A while back I asked about the solution of a certain contest problem. While working on it I came to this inequality:
For $x_1<x_2<\cdots<x_n$ and $y_1 < y_2 <\cdots y_n$, prove that
$$ \sum_{\sigma \text{ even}} \sum_{i=1}^n x_iy_{\sigma{(i)}} > \sum_{\sigma \text{ odd}} \sum_{i=1}^n x_i y_{\sigma{(i)}} $$ where the outer sums run over all even/odd permutations $\sigma$ of $\{ 1, \ldots, n \}$.
This is true but the only proof of it that I have is by solving the original contest problem and reversing the steps I used to come to it.

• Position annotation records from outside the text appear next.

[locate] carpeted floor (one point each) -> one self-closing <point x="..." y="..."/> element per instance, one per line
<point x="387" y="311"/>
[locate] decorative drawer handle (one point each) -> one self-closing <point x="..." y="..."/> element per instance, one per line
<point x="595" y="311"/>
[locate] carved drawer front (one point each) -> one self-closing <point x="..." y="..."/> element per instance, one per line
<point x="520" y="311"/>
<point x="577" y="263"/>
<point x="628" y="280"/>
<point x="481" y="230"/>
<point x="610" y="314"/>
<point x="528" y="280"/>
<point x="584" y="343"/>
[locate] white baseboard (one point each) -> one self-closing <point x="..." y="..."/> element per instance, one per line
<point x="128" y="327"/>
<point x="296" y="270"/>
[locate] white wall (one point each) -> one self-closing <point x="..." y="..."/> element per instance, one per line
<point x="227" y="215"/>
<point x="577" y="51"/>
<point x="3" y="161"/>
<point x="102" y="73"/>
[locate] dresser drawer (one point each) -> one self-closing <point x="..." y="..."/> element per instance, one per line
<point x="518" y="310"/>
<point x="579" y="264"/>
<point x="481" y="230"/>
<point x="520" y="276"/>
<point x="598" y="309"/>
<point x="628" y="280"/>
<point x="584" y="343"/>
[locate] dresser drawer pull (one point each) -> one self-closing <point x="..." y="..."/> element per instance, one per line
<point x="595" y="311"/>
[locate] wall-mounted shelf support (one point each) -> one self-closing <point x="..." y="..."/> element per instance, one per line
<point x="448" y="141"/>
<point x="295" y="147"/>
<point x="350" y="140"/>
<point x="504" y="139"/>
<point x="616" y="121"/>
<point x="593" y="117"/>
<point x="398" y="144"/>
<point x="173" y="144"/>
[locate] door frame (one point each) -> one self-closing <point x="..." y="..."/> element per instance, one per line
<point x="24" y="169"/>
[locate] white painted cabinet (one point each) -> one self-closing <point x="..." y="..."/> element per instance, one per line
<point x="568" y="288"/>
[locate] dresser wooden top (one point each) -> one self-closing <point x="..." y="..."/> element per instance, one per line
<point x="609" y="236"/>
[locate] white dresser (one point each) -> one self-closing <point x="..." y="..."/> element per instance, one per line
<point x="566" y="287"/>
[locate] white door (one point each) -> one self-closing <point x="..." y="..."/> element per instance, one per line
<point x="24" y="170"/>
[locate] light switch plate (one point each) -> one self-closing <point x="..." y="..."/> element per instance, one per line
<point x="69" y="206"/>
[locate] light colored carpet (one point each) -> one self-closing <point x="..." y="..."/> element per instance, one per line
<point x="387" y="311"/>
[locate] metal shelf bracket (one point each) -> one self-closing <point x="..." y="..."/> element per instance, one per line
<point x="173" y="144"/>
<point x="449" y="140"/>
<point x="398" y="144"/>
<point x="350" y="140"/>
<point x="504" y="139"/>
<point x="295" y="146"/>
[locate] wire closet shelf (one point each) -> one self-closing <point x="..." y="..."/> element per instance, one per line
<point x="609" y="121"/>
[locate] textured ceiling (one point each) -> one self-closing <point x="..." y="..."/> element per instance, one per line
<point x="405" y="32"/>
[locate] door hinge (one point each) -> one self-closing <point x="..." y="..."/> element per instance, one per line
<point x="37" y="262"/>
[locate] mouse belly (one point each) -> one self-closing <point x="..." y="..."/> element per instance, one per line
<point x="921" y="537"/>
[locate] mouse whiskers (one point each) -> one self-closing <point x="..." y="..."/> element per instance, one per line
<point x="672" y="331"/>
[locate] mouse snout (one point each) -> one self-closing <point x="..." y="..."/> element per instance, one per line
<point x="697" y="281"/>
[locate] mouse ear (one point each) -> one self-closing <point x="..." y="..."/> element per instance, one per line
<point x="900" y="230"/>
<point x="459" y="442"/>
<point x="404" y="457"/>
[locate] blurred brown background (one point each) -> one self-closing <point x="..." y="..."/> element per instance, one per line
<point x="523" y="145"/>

Is there a combinatorics/analysis proof of it?
For $n=1$ the inequality becomes $$ x_1 y_1 > 0 $$ about which nothing can be said as $x_1, y_1$ can have arbitrary sign.
If $n=2$ then the difference between left-hand side and right-hand side is $$ (x_1 y_1 + y_2 y_2) - (x_1 y_2 + x_2y_1) = (x_2 - x_1)(y_2 - y_1) > 0 $$ so that the (strict) inequality holds.
And for $n \ge 3$ the expression are in fact equal: $$ \sum_{\sigma \text{ even}} \sum_{i=1}^n x_iy_{\sigma{(i)}} - \sum_{\sigma \text{ odd}} \sum_{i=1}^n x_i y_{\sigma{(i)}} = \sum_{i=1}^n x_i \left( \sum_{\sigma \text{ even}} y_{\sigma{(i)}} - \sum_{\sigma \text{ odd}} y_{\sigma{(i)}} \right) = 0 $$ because for each $k \in\{ 1, \ldots, n \}$, $\sigma{(i)}=k$ for the same number of even and odd permutations.